If nothing else, this project has become a very interesting lesson in all the ways machine-learning projects (and the people behind them) can fail. And failure this time began with the data itself—or even with the question we chose to ask with it.

I may still get a working solution out of this effort. But in the meantime, I’m going to share the data set on my GitHub that I worked with to provide a more interactive component to this adventure. If you’re able to get better results, be sure to join us next week to taunt me in the live wrap-up to this series. (More details on that at the end.)

Modeler’s glue

After several iterations of tuning the SqueezeBert model we used in our redirected attempt to train for headlines, the resulting set was consistently getting 66 percent accuracy in testing—somewhat less than the previously suggested above-70 percent promise.

This included efforts to reduce the size of the steps taken between learning cycles to adjust inputs—the “learning rate” hyperparameter that is used to avoid overfitting or underfitting of the model. We reduced the learning rate substantially, because when you have a small amount of data (as we do here) and the learning rate is set too high, it will basically make larger assumptions in terms of the structure and syntax of the data set. Reducing that forces the model to adjust those leaps to little baby steps. Our original learning rate was set to 2×10-5 (2E-5); we ratcheted that down to 1E-5.

We also tried a much larger model that had been pre-trained on a vast amount of text, called DeBERTa (Decoding-enhanced BERT with Disentangled Attention). DeBERTa is a very sophisticated model: 48 Transform layers with 1.5 billion parameters.

DeBERTa is so fancy, it has outperformed humans on natural-language understanding tasks in the SuperGLUE benchmark—the first model to do so.

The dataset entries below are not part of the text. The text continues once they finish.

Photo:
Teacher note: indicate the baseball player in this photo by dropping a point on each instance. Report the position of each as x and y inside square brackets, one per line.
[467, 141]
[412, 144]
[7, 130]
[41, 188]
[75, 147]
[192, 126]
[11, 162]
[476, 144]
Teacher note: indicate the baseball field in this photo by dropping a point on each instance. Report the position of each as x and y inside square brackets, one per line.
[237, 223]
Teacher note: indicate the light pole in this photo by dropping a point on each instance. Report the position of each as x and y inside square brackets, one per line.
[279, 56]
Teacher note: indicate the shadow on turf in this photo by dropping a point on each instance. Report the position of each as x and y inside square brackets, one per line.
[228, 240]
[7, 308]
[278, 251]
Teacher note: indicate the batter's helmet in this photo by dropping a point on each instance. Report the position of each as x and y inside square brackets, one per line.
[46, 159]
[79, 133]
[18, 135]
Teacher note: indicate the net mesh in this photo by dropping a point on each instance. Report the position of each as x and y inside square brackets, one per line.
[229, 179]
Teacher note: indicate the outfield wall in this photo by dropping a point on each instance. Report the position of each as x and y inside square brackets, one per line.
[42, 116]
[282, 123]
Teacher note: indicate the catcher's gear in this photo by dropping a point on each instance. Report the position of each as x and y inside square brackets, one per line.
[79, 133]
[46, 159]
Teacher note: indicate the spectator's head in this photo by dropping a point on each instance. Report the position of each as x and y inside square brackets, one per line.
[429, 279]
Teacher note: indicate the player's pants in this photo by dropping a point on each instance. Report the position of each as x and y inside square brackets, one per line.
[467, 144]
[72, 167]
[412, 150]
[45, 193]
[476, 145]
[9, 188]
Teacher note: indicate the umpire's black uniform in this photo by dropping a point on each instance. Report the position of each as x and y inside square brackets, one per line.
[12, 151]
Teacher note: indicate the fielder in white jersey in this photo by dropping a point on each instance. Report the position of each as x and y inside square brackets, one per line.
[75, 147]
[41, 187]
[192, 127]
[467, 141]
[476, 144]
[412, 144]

The resulting deployment package is also pretty hefty: 2.9 gigabytes. With all that additional machine-learning heft, we got back up to 72 percent accuracy. Considering that DeBERTa is supposedly better than a human when it comes to spotting meaning within text, this accuracy is, as a famous nuclear power plant operator once said, “not great, not terrible.”

Deployment death spiral

On top of that, the clock was ticking. I needed to try to get a version of my own up and running to test out with real data.

An attempt at a local deployment did not go well, particularly from a performance perspective. Without a good GPU available, the PyTorch jobs running the model and the endpoint literally brought my system to a halt.

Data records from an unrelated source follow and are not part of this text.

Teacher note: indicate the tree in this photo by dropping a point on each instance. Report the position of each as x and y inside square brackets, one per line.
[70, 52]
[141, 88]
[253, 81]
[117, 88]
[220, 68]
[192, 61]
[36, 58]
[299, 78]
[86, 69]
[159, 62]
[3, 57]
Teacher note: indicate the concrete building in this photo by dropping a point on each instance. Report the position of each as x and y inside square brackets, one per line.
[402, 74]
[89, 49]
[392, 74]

So, I returned to trying to deploy on SageMaker. I attempted to run the smaller SqueezeBert modeling job on SageMaker on my own, but it quickly got more complicated. Training requires PyTorch, the Python machine-learning framework, as well as a collection of other modules. But when I imported the various Python modules required to my SageMaker PyTorch kernel, they didn’t match up cleanly despite updates.

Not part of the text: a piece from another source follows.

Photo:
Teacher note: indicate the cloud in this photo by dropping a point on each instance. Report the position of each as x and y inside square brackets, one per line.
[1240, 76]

As a result, parts of the code that worked on my local server failed, and my efforts became mired in a morass of dependency entanglement. It turned out to be a problem with a version of the NumPy library, except when I forced a reinstall (pip uninstall numpy, pip install numpy -no-cache-dir), the version was the same, and the error persisted. I finally got it fixed, but then I was met with another error that hard-stopped me from running the training job and instructed me to contact customer service:

ResourceLimitExceeded: An error occurred (ResourceLimitExceeded) when calling the CreateTrainingJob operation: The account-level service limit 'ml.p3.2xlarge for training job usage' is 0 Instances, with current utilization of 0 Instances and a request delta of 1 Instances. Please contact AWS support to request an increase for this limit.

In order to fully complete this effort, I needed to get Amazon to up my quota—not something I had anticipated when I started plugging away. It’s an easy fix, but troubleshooting the module conflicts ate up most of a day. And the clock ran out on me as I was attempting to side-step using the pre-built model my expert help provided, deploying it as a SageMaker endpoint.

This effort is now in extra time. This is where I would have been discussing how the model did in testing against recent headline pairs—if I ever got the model to that point. If I can ultimately make it, I’ll put the outcome in the comments and in a note on my GitHub page.